Agosto de 2017. Kim Jong Un supervisa en persona desde la pista de aterrizaje del aeropuerto civil de Sunan, en las afueras de Pyongyang, el lanzamiento de un misil balístico intercontinental que minutos después sobrevolaría Hokkaido, la isla más septentrional de Japón, antes de sumergirse en el océano Pacífico.
Febrero 2018. Kim acepta la invitación del presidente surcoreano, Moon Jae-in, y envía una delegación encabezada por su hermana, Kim Yo Jong, a los Juegos Olímpicos de invierno en la ciudad surcoreana de Pyeongchang, a sesenta kilómetros de la frontera que desde 1953 divide la península a la altura del paralelo 38.
Abril de 2018. Kim y Moon se reúnen en el área de seguridad conjunta, núcleo duro de la zona desmilitarizada que separa las dos Coreas, en la tercera cumbre intercoreana desde el fin de la Guerra de Corea. Vuelven a encontrarse el mes siguiente, también en la frontera, y por tercera vez en septiembre, en Pyongyang.
Junio de 2018. Kim logra aquello que su padre y su abuelo, primeras dos generaciones de la dinastía que gobierna Corea del Norte hace setenta años, solo habían imaginado: una reunión cara a cara con el presidente en funciones de EE. UU. y el reconocimiento de facto de Corea del Norte como país nuclear.
Noviembre de 2018. Corea del Norte ordena la demolición de diez puestos de vigilancia en la frontera con Corea del Sur como parte del acuerdo militar firmado por Kim y Moon en Pyongyang con vistas a iniciar la desmilitarización progresiva de esa zona, que Bill Clinton catalogó durante su presidencia como «el lugar más escalofriante del planeta».

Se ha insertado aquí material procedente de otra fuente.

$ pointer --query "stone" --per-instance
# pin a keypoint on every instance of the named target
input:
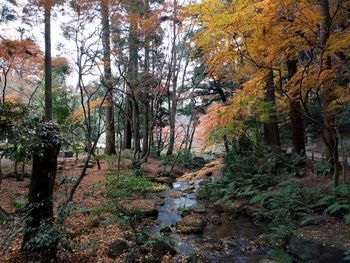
(117, 248)
(166, 230)
(175, 194)
(145, 207)
(164, 180)
(191, 224)
(197, 258)
(94, 222)
(315, 252)
(215, 220)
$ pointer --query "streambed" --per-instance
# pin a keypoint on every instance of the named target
(223, 239)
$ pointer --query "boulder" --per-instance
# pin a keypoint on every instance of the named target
(324, 243)
(197, 258)
(145, 207)
(117, 248)
(191, 224)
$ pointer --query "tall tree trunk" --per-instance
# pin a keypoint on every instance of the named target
(329, 130)
(173, 109)
(40, 197)
(271, 131)
(127, 129)
(110, 129)
(298, 131)
(133, 76)
(42, 180)
(136, 129)
(146, 100)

¿Qué ocurrió para que, en poco más de un año, Pyongyang pasara de amenazar con una guerra nuclear a iniciar un acercamiento con Washington y Seúl, sus enemigos desde los años 50? Hay que remontarse a agosto, cuando el alcance de aquel misil, que tomó por sorpresa a los habitantes de Hokkaido, indicó que Corea del Norte estaba en condiciones de golpear territorio estadounidense. Kim proclamó entonces que había completado el programa nuclear lanzado oficialmente doce años antes por su padre y considerado indispensable por Pyongyang para garantizar su supervivencia. Tenía, ahora sí, la fuerza que necesitaba para sentarse a negociar.
Hubo un tiempo en que los coreanos no estaban preocupados por la división sino por el imperialismo: Corea era entonces una sola, pero sometida a la autoridad de Japón. La península entera fue una colonia japonesa durante treinta y cinco años hasta que, el 6 de agosto de 1945, Estados Unidos lanzó sobre Hiroshima una bomba atómica por primera vez en la historia. Aquella mañana, con el colapso inevitable del Imperio del Sol Naciente y el final inminente de la Segunda Guerra Mundial, empezó la historia bifurcada de Corea del Norte y Corea del Sur. Aquel mismo 1945, dos años antes de que la doctrina Truman inaugurase oficialmente la Guerra Fría, Corea volvió a quedar en manos extranjeras una vez que los presidentes de EE. UU. y de la URSS acordaron, en la conferencia de Postdam, repartirse la península en mitades con el paralelo 38 como línea de separación. Comunismo y capitalismo quedaban frente a frente, cada uno en su parcela coreana y con su propio líder local: Syngman Rhee en el sur y Kim Il Sung en el norte.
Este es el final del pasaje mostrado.